Court agrees man murdered his girlfriend with a machete in Roxbury in 1997, but says DA has to decide whether to agree to a reduction in his sentence or try him all over again
The Supreme Judicial Court agreed with a jury today that Lazaro Miranda murdered his girlfriend in her Seaver Street apartment building with a machete in 1997, but that a key omission in jury instructions by the judge in the case means the Suffolk County District Attorney's office has to decide whether to accept a change in his sentence from first- to second-degree murder or whether it wants to re-try him on a charge of first-degree murder on the grounds of "extreme atrocity or cruelty."
Under his initial first-degree murder conviction, decided by a Suffolk Superior Court jury in 2000, Miranda would spend the rest of his life in prison without the possibility of parole. Should the DA's office accept the change to a second-degree murder conviction, Miranda would still face life behind bars, but with the right to request parole - although with no guarantee he would get it.
According to the court's summary of the case, Miranda was charged with repeatedly striking, or "chopping" Lisa McLester, 27, in the head and upper body with a machete in the hallway and stairs leading to her apartment while yelling at her about stepping out on him - as her four-year-old son watched.
Police found Miranda, who had previously been convicted of beating his ex-wife, wandering Edinboro Street in Chinatown several hours later, still in possession of the bloody machete he'd used, although parts of its plastic handle were found back in the Seaver Street hallway, along with large quantities of McLester's battered body - and her blood.
At trial, prosecutors argued - and the jury agreed - that Miranda was guilty of first-degree murder on the grounds of "extreme atrocity or cruelty," rather than premeditated murder.
The defendant argues that he is entitled to a new trial because the trial judge erred by declining to instruct the jury on voluntary manslaughter under a theory of sudden combat, and on the combined effects of mental impairment from mental illness and intoxication negating the intent or knowledge required for murder in the first degree under a theory of extreme atrocity or cruelty, which would have warranted a lesser conviction of murder in the second degree.
The court first disposed of the "sudden combat" theory, a legal theory involving a person suddenly finding himself in a violent confrontation with no escape or chance to regain control. Although Miranda claims McLester reached for her own machete and even managed to swing it at him, making him reach for his own machete, the court said that's not good enough in this case:
First and foremost, the defendant admitted that the victim struck no blow against him; he had no physical injuries whatsoever. ... Secondly, although the conflict began in the apartment, the defendant chased the victim into the common hallway of the apartment building and downstairs into the foyer, where she was killed, leaving him ample time to regain a measure of self-control.
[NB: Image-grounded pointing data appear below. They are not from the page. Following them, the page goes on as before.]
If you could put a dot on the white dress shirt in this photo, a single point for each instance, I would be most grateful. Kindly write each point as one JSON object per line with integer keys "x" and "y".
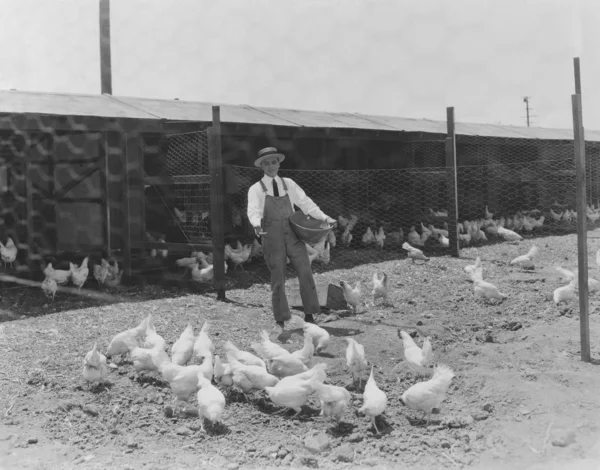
{"x": 256, "y": 199}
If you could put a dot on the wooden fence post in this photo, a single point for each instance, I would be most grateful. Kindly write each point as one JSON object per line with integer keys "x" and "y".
{"x": 217, "y": 200}
{"x": 451, "y": 185}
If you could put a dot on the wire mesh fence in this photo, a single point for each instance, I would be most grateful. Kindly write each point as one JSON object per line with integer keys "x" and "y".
{"x": 63, "y": 193}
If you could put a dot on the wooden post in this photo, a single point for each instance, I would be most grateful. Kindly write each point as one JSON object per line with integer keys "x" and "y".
{"x": 451, "y": 184}
{"x": 217, "y": 200}
{"x": 577, "y": 70}
{"x": 105, "y": 57}
{"x": 581, "y": 228}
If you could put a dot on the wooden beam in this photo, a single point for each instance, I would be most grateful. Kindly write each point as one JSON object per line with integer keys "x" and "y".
{"x": 451, "y": 184}
{"x": 105, "y": 58}
{"x": 584, "y": 320}
{"x": 217, "y": 203}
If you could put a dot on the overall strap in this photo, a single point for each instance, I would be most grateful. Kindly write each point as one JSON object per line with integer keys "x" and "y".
{"x": 263, "y": 186}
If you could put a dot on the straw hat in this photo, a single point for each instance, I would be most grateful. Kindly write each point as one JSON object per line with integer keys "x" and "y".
{"x": 266, "y": 153}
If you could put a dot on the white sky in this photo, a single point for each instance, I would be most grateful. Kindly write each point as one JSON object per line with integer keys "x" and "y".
{"x": 409, "y": 58}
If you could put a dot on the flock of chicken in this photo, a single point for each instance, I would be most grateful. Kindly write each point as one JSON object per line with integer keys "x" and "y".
{"x": 105, "y": 273}
{"x": 284, "y": 376}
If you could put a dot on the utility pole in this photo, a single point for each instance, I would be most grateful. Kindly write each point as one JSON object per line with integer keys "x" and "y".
{"x": 526, "y": 101}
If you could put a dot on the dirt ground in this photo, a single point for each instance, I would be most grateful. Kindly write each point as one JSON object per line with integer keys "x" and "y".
{"x": 522, "y": 398}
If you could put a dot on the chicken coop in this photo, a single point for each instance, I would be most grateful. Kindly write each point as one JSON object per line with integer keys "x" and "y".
{"x": 130, "y": 177}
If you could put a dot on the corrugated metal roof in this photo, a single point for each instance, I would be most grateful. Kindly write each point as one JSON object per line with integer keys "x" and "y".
{"x": 18, "y": 102}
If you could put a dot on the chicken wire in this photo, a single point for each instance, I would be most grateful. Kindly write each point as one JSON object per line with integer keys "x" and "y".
{"x": 187, "y": 165}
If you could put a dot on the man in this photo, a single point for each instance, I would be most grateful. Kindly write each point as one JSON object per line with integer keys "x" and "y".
{"x": 272, "y": 200}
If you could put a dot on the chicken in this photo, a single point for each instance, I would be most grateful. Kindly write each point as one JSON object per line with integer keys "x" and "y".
{"x": 61, "y": 276}
{"x": 306, "y": 353}
{"x": 291, "y": 394}
{"x": 211, "y": 402}
{"x": 418, "y": 359}
{"x": 380, "y": 287}
{"x": 128, "y": 339}
{"x": 487, "y": 290}
{"x": 267, "y": 349}
{"x": 374, "y": 400}
{"x": 79, "y": 274}
{"x": 152, "y": 338}
{"x": 355, "y": 358}
{"x": 149, "y": 359}
{"x": 380, "y": 237}
{"x": 183, "y": 349}
{"x": 320, "y": 336}
{"x": 49, "y": 287}
{"x": 183, "y": 380}
{"x": 222, "y": 373}
{"x": 509, "y": 235}
{"x": 202, "y": 274}
{"x": 100, "y": 271}
{"x": 317, "y": 371}
{"x": 334, "y": 400}
{"x": 239, "y": 256}
{"x": 425, "y": 396}
{"x": 564, "y": 293}
{"x": 248, "y": 378}
{"x": 285, "y": 365}
{"x": 414, "y": 253}
{"x": 8, "y": 252}
{"x": 243, "y": 356}
{"x": 94, "y": 367}
{"x": 526, "y": 261}
{"x": 352, "y": 296}
{"x": 203, "y": 345}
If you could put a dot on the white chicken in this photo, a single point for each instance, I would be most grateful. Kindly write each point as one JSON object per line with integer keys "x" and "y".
{"x": 526, "y": 261}
{"x": 94, "y": 367}
{"x": 203, "y": 345}
{"x": 355, "y": 359}
{"x": 374, "y": 400}
{"x": 380, "y": 287}
{"x": 414, "y": 253}
{"x": 417, "y": 358}
{"x": 487, "y": 290}
{"x": 291, "y": 395}
{"x": 320, "y": 336}
{"x": 306, "y": 353}
{"x": 244, "y": 357}
{"x": 425, "y": 396}
{"x": 211, "y": 402}
{"x": 183, "y": 349}
{"x": 352, "y": 296}
{"x": 334, "y": 400}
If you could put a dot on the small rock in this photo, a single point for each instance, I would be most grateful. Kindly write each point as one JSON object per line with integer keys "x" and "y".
{"x": 131, "y": 443}
{"x": 309, "y": 462}
{"x": 355, "y": 437}
{"x": 562, "y": 438}
{"x": 479, "y": 415}
{"x": 183, "y": 431}
{"x": 271, "y": 449}
{"x": 92, "y": 410}
{"x": 343, "y": 453}
{"x": 318, "y": 443}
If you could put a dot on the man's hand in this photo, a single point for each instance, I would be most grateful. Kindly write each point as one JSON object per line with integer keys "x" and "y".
{"x": 331, "y": 221}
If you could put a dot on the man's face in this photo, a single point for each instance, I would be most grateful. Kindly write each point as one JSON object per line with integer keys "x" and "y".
{"x": 270, "y": 166}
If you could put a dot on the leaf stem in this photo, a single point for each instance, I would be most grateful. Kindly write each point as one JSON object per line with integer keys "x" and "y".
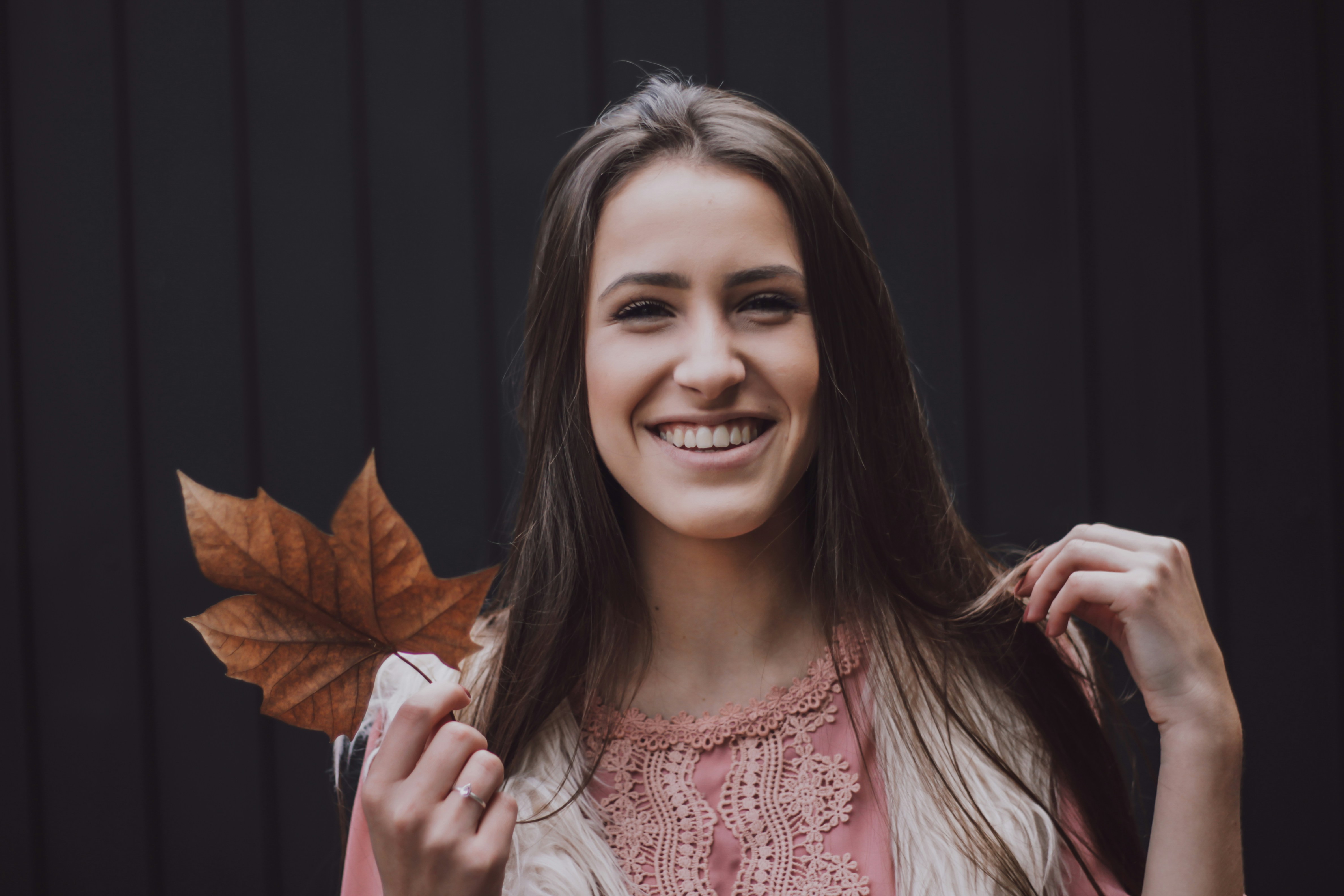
{"x": 413, "y": 667}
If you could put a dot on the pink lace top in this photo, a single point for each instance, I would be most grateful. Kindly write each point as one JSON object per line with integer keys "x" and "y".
{"x": 764, "y": 800}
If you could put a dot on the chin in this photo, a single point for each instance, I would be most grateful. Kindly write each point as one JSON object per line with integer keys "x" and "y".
{"x": 712, "y": 519}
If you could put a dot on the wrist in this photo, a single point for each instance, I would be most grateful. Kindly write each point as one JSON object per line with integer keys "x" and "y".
{"x": 1213, "y": 729}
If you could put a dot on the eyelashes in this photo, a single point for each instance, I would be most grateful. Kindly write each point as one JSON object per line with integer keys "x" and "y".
{"x": 654, "y": 309}
{"x": 643, "y": 309}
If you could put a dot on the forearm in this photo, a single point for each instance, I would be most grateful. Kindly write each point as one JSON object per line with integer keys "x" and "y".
{"x": 1197, "y": 840}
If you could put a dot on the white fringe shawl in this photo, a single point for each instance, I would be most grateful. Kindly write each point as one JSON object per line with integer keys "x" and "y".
{"x": 568, "y": 855}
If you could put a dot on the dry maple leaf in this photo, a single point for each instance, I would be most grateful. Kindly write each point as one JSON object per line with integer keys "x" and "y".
{"x": 324, "y": 612}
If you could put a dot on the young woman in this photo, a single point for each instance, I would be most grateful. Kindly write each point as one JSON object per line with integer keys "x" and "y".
{"x": 742, "y": 643}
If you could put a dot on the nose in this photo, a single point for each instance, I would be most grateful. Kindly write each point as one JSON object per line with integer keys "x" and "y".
{"x": 710, "y": 365}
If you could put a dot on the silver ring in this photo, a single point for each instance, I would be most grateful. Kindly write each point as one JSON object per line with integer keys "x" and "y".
{"x": 466, "y": 791}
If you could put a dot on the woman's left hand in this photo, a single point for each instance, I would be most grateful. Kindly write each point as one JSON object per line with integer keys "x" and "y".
{"x": 1140, "y": 592}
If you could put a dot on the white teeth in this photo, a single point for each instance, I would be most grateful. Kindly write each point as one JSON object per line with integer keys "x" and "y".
{"x": 712, "y": 437}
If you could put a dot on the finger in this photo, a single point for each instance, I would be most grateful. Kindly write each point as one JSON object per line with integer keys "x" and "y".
{"x": 1084, "y": 589}
{"x": 484, "y": 773}
{"x": 412, "y": 729}
{"x": 1101, "y": 533}
{"x": 1039, "y": 563}
{"x": 1074, "y": 557}
{"x": 441, "y": 764}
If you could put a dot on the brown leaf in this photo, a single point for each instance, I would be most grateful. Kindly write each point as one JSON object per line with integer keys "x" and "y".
{"x": 324, "y": 612}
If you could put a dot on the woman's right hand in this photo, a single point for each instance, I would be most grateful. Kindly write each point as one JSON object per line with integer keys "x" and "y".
{"x": 428, "y": 839}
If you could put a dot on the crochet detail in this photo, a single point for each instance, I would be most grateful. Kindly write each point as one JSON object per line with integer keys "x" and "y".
{"x": 779, "y": 800}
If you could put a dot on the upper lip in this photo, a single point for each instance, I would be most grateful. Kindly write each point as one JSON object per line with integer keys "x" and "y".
{"x": 707, "y": 418}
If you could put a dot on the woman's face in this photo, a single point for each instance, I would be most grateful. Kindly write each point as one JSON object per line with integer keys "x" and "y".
{"x": 702, "y": 362}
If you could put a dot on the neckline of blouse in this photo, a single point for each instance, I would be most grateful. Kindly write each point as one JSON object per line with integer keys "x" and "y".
{"x": 757, "y": 719}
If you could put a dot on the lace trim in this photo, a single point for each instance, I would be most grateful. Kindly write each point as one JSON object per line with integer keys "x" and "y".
{"x": 757, "y": 719}
{"x": 779, "y": 800}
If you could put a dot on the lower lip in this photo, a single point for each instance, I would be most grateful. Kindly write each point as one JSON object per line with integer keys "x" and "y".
{"x": 720, "y": 460}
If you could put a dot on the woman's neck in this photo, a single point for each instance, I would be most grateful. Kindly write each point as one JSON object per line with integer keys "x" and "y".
{"x": 732, "y": 617}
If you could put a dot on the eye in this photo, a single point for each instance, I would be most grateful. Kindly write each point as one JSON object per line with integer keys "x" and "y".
{"x": 772, "y": 304}
{"x": 643, "y": 309}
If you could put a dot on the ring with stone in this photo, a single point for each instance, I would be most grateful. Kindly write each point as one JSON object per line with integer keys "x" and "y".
{"x": 466, "y": 791}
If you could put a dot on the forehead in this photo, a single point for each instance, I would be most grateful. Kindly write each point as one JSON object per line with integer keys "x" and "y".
{"x": 690, "y": 217}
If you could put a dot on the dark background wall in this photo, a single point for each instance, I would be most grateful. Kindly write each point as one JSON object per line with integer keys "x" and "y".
{"x": 255, "y": 238}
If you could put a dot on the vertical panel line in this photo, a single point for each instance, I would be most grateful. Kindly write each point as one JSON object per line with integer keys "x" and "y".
{"x": 838, "y": 74}
{"x": 136, "y": 449}
{"x": 970, "y": 499}
{"x": 267, "y": 759}
{"x": 1331, "y": 289}
{"x": 363, "y": 221}
{"x": 484, "y": 275}
{"x": 30, "y": 738}
{"x": 716, "y": 58}
{"x": 596, "y": 37}
{"x": 1086, "y": 261}
{"x": 1220, "y": 610}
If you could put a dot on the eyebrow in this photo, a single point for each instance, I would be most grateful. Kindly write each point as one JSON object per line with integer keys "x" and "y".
{"x": 648, "y": 279}
{"x": 755, "y": 275}
{"x": 677, "y": 281}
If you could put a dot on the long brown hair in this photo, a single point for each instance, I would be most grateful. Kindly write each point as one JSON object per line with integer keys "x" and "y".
{"x": 890, "y": 555}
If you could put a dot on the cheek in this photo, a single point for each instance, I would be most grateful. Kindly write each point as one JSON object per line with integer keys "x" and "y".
{"x": 616, "y": 382}
{"x": 795, "y": 370}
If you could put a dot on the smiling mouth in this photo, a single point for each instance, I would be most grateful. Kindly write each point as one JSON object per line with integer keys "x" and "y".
{"x": 722, "y": 437}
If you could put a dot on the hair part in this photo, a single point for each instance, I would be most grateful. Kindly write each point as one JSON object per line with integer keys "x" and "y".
{"x": 983, "y": 714}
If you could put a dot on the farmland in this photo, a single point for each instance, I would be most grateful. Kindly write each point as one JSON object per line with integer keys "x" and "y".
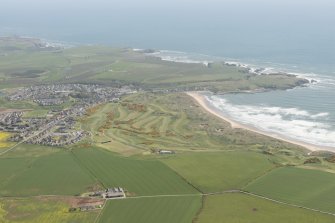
{"x": 240, "y": 208}
{"x": 309, "y": 188}
{"x": 149, "y": 122}
{"x": 138, "y": 177}
{"x": 29, "y": 64}
{"x": 213, "y": 172}
{"x": 152, "y": 210}
{"x": 142, "y": 110}
{"x": 3, "y": 140}
{"x": 54, "y": 174}
{"x": 51, "y": 209}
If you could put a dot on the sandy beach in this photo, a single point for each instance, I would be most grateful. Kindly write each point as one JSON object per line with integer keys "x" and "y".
{"x": 201, "y": 100}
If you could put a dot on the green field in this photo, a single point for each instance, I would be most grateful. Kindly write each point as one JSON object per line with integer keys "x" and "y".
{"x": 25, "y": 64}
{"x": 51, "y": 210}
{"x": 239, "y": 208}
{"x": 214, "y": 172}
{"x": 54, "y": 174}
{"x": 309, "y": 188}
{"x": 149, "y": 122}
{"x": 152, "y": 210}
{"x": 139, "y": 177}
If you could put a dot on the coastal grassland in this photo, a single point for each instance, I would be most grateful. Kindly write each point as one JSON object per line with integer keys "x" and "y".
{"x": 215, "y": 172}
{"x": 25, "y": 64}
{"x": 152, "y": 210}
{"x": 54, "y": 174}
{"x": 149, "y": 122}
{"x": 240, "y": 208}
{"x": 138, "y": 177}
{"x": 42, "y": 209}
{"x": 3, "y": 140}
{"x": 308, "y": 188}
{"x": 29, "y": 150}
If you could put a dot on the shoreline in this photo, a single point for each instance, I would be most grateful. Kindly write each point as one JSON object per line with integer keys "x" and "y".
{"x": 201, "y": 100}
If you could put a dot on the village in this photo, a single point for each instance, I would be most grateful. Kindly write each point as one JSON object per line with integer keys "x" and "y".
{"x": 65, "y": 104}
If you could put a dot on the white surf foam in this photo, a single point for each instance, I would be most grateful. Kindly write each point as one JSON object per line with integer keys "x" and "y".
{"x": 291, "y": 123}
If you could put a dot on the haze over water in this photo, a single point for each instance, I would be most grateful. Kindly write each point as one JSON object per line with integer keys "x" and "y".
{"x": 295, "y": 36}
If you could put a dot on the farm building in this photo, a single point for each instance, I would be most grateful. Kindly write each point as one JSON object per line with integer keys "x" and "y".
{"x": 110, "y": 193}
{"x": 165, "y": 152}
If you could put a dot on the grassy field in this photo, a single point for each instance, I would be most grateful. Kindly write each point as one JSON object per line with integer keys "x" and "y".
{"x": 27, "y": 64}
{"x": 149, "y": 122}
{"x": 152, "y": 210}
{"x": 52, "y": 210}
{"x": 239, "y": 208}
{"x": 56, "y": 174}
{"x": 309, "y": 188}
{"x": 139, "y": 177}
{"x": 214, "y": 172}
{"x": 3, "y": 140}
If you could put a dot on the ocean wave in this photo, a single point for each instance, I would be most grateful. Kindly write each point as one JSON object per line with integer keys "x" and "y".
{"x": 292, "y": 123}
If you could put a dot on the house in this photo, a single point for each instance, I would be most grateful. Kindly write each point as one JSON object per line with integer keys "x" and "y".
{"x": 166, "y": 152}
{"x": 116, "y": 192}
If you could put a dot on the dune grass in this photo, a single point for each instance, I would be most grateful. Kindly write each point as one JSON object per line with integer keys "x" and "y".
{"x": 305, "y": 187}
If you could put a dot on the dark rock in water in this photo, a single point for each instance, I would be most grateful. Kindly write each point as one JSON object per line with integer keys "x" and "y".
{"x": 300, "y": 82}
{"x": 147, "y": 51}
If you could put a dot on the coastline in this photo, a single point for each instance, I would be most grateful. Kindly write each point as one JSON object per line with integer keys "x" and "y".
{"x": 201, "y": 100}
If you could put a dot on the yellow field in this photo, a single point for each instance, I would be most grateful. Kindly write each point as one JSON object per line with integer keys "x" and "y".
{"x": 3, "y": 139}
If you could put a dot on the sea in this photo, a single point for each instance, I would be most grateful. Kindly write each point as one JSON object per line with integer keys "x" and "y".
{"x": 296, "y": 37}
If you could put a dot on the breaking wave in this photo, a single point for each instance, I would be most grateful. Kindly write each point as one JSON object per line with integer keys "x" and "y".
{"x": 291, "y": 123}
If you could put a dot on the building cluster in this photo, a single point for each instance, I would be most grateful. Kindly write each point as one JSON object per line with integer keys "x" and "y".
{"x": 58, "y": 128}
{"x": 10, "y": 121}
{"x": 110, "y": 193}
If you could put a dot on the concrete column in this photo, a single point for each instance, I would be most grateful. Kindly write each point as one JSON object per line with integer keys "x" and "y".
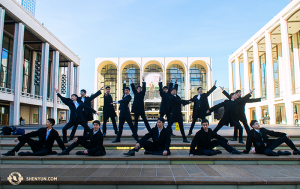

But Miranda's attorney made a more compelling case that the judge in the case failed to adequately impress on the jury the need to consider whether Miranda was so impaired by existing mental illness and drunkenness that although he may have killed McLester, he might not have done so out of "extreme atrocity or cruelty," because he was not deliberately out to murder her the way he did, the court continued.
The jury did not convict the defendant of murder in the first degree on the theory of deliberate premeditation where they received a specific instruction to consider mental impairment, but they did convict him on a theory of extreme atrocity or cruelty where such an instruction was omitted. Under these circumstances, in the absence of the required instruction, "we cannot say that 'we are substantially confident that, if the error had not been made, the jury verdict would have been the same'" This error, therefore, created a substantial likelihood of a miscarriage of justice.
But, the court continued, the judge did provide adequate instructions that could have led the jury to convict Miranda of second-degree murder, since that's based more on the simple fact of whether or not he killed her.
Here, apart from failing to instruct the jury to consider mental impairment for the purpose of atrocity or cruelty, the judge otherwise properly instructed the jury on intent and malice, and the other elements of murder in the second degree, and there was ample evidence to support such a verdict.
The court said that, normally, in such cases, prosecutors request that, should the court find a first-degree conviction is not warranted, the justices change the verdict to second-degree murder. But in this case, the court said, prosecutors didn't request that - so now the Suffolk County DA's office has to decide whether to move for a reduction in the sentence to second-degree murder or seek an entirely new trial roughly 23 years after the first one.